Captionator has experimental support for HTML5 video and Audio tracks (designed both for assistive purposes, and for enriching existing media.)
Some use cases for additional audio & video tracks might include:
- Directors commentary
- Sign language picture-in-picture video
- Audio description for blind / vision impaired users
- Alternate video angle (useful for concerts etc)
- Alternate video track for a conference, with the slides
- (For movie special features) - video track showing storyboards
Captionator allows you to make use of this additional media without writing infinity-million lines of code.
Caveat: This stuff is totally non-standard. I'll be pushing for an implementation similar to this one, and will adjust captionator to mimic any standards which are drafted, but for the time being, I have to invent how this should work!
Rationale: It's important to provide a way of including and manipulating out-of-band (and in-band, but I can't do that with JS) media tracks, including, but not limited to those use cases mentioned above. I think that providing an implementation as close as possible to the current TextTrack draft is a good idea, as much of the TextTrack implementation philosophy works with respect to media tracks, and keeping things consistent reduces confusion and the learning curve, and provides greater opportunities to integrate the two APIs later down the track. (No pun intended!)
##The long and short of it##
<track kind="audiodescription" src="audio/audiodescription-en.wav" type="audio/wav" srclang="en" label="English Descriptive Audio" />
<track kind="audiodescription" src="audio/audiodescription-ja.wav" type="audio/wav" srclang="ja" label="Japanese Descriptive Audio" />
<track kind="commentary" src="audio/directorscommentary-en.wav" type="audio/wav" srclang="en" label="Director's Commentary" />
<track kind="alternate" src="video/storyboards.ogv" type="video/ogg" srclang="en" label="Storyboards" />
<track kind="signlanguage" src="video/signlanguage.ogv" type="video/ogg" srclang="en" label="Sign Language" />
Essentially, Captionator provides Media Track support in much the same way it provides text track support - through the <track>
element.

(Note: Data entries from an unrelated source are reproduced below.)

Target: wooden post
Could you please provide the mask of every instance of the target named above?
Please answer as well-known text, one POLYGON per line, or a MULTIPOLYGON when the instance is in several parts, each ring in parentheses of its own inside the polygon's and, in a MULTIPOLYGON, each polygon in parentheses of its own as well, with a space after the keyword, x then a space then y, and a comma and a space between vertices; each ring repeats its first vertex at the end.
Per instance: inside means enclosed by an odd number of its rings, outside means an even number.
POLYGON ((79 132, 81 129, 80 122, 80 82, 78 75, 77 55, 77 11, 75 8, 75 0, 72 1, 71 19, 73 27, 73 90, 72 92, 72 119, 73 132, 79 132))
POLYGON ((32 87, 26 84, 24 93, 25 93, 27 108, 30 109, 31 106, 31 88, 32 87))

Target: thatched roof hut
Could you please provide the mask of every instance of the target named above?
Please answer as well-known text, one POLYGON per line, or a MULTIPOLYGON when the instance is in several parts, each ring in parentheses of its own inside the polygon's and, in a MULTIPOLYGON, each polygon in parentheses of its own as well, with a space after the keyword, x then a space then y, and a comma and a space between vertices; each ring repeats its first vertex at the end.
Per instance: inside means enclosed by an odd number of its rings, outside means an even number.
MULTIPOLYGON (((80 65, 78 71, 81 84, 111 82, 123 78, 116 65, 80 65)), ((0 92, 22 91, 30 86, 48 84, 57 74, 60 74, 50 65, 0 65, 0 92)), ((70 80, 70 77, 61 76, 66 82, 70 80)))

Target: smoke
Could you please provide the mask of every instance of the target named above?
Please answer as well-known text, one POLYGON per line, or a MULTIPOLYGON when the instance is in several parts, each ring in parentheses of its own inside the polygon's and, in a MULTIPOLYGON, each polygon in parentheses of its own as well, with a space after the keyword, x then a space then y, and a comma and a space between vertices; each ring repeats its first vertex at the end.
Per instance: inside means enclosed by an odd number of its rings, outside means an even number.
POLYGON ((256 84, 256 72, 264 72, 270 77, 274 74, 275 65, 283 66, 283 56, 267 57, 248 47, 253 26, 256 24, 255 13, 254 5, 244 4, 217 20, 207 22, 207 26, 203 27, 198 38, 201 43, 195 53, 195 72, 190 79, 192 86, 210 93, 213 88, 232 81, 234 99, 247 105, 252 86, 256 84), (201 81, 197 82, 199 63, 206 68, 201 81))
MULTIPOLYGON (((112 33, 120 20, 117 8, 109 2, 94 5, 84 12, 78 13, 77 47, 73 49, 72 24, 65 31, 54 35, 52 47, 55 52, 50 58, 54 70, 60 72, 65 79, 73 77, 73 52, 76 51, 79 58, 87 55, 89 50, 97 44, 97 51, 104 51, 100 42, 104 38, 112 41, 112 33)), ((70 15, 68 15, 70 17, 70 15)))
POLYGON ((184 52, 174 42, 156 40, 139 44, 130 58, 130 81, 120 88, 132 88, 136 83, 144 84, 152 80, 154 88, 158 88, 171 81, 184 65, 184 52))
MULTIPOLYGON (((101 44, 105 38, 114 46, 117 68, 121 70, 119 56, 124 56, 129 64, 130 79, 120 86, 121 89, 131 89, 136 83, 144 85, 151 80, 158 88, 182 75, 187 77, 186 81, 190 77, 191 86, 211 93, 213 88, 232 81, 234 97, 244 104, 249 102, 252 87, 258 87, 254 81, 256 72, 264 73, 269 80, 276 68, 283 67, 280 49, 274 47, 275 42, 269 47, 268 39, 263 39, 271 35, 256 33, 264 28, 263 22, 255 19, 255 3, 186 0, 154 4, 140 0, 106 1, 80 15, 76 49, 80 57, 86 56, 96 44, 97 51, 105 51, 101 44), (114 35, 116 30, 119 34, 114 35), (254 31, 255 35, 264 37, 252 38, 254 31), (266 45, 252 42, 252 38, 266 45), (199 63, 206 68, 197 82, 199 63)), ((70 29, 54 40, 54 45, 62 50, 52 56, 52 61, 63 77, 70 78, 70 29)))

Both the way it interprets the MediaTrack
<track>
elements and the API it provides to manipulate them is subtly different, though based around the same principles and ideas.
Instead of providing a .track
property on HTMLVideoElement
objects, Captionator instead puts these elements in a very similar property called mediaTracks
, containing MediaTrack
objects instead of TextTrack
objects. The reasons for this are twofold:
- Because of its non-standard implementation, Captionator endeavours to separate it from the standards-based
TextTrack
API (while keeping its implementation as similar to theTextTrack
API as possible.) - Developers may not necessarily want to see
MediaTrack
objects in the track list when they're expectingTextTrack
objects. Keeping the two types separate means it's easier to loop through and parse each type of track. If you want to seeMediaTrack
objects, you just look in the.mediaTrack
property instead.
Many of the properties of these tracks are the same, though:
label
- String - describes the track (in plain human language)language
- BCP47 language string which describes the trackkind
- Resource type (one ofaudiodescription
,commentary
,alternate
,signlanguage
.)mode
- the most important property (probably!) - determines whether captionator will fetch and render the resource.readyState
- indicates whether the resource is loaded (one of NONE/0, LOADING/1, LOADED/2, or ERROR/3)videoNode
- the HTMLVideoElement which the track relates to/extends. (Not in the WHATWG spec.)
The MediaTrack
object has some extensions on this basic set:
mediaElement
- The audio or video element responsible for displaying the MediaTrack itselftype
- The MIME type of the element
Captionator will automatically sync MediaTrack
objects to the playback of your master media element, prioritising their display according to whether you have enabled them or not.
Essentially, this procedure works the same way enabling and disabling regular TextTrack
objects does:
myVideo.mediaTracks[2].mode = 2; // SHOWING (Either video is visible or audio is audible)
myVideo.mediaTracks[2].mode = 1; // HIDDEN (Elements are not visible or audible)
myVideo.mediaTracks[2].mode = 0; // OFF
Setting MediaTracks as Showing By Default
For now, this can only be done in markup (I don't think there's any point in doing this at runtime in JavaScript, because there's no functional difference to just changing the track mode.) It's pretty straightforward - just add the boolean attribute 'default'.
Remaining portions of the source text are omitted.